Jan is also remembered for his partnership with Piet Greyling. Some scribes have argued over the years that the way he and Greyling dominated the breakdowns was one of the primary reasons why the Sprinboks won the 1970 series against the All Blacks.
Ellis is also remembered for his work ethic and his contrasting running styles when he chased and ran with the ball. Stories are told of Jan’s training regime, with rocks in the mountains and storm water ravines surrounding Windhoek. His fitness, agility, speed and his arm and leg strength is alleged to be a consequence of running up and down the mountain slopes carrying sizable rocks during the heat of the day. During the 1965 tour the New Zealand rugby scribes were all much impressed with his speed and commitment to training while admitting that he was still very much a newbie in the process of getting the hang of tactical plays and demands of defensive play of loose forwards. Jan was a quick learner though and by the end of that tour he had cemented his place in the Springbok side and by 1970 he had learned enough to influence the outcome of that series with his defensive and tactical endeavours around the park.
Such was his natural strength though that when he got robbed and shot at age 58, he seized the gun bearer and carried him something like fifteen metres to the his garage office and held onto him while phoning the police and kept him down on the ground while bleeding profusely until the police arrived.
Ellis had a distinctive forward leaning running style (see picture below) when chasing and was deceptively fast on the chase with those long forward-leaning loping strides.
When carrying the ball he was more upright and on his toes.
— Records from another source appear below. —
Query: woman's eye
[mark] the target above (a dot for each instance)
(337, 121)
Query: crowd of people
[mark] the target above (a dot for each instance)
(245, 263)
This upright style and his natural speed off the mark provided him with a devastating sidestep that could send the South African fans into a frenzied overenthusiastic applause that baffled some of the international scribes on occasion. During the last match of the 1969 / 1970 End Of Year Tour, Ellis used this sidestep with good effect against the Barbarians to score two brilliant tries. The picture below shows Jan Ellis on his toes just before he started sidestepping his way through and past the ring of defenders surrounding him in the photograph to score his second try in that match. This try is described by Chris Greyvenstein as follows:
‘Twelve minutes to go and the ball rolls loose 40 metres from the Barbarian’s goal. Swooping down on it is Jan Ellis, the red haired flank from South West Africa. The ball is scooped up in one easy-flowing, almost casual movement and then he is off in that loping, long striding run of his. Two defenders are brushed aside with a flip of the shoulder and a sway of the hips. Another one is beaten with an all but imperceptible change of pace. Now the ball is clutched in one big, freckled hand and running with perfect balance on the soft green turf, Ellis sidesteps free of the cover defence with only Mike Gibson, Ireland’s outstanding centre, between him and the try-line. A feint as if to pass and Gibson goes the wrong way as Ellis thunders past him to score one of the greatest tries in the history of international rugby without a finger being laid on him on his weaving 40 meter run.’
He didn’t shy away from the rough stuff and many a picture shows him with a bruised cheekbone if not a black eye (See picture below).
He was a prolific try scorer and one of the top try scorers in the team during the 1971 tour to Australia, notching up seven tries. He notched up 10 tries during the 1965 tour to Australia and New Zealand and 6 tries during the 1969 / 1970 End Of Year Tour to the United Kingdom. Jan Ellis scored 32 tries for the Springboks in 74 matches (7 tries in 38 tests).
Jan could strum a lively piece on the piano and knock out a lively tune on the mouth-organ.
Rest in Peace big fella, I will always remember you with fondness.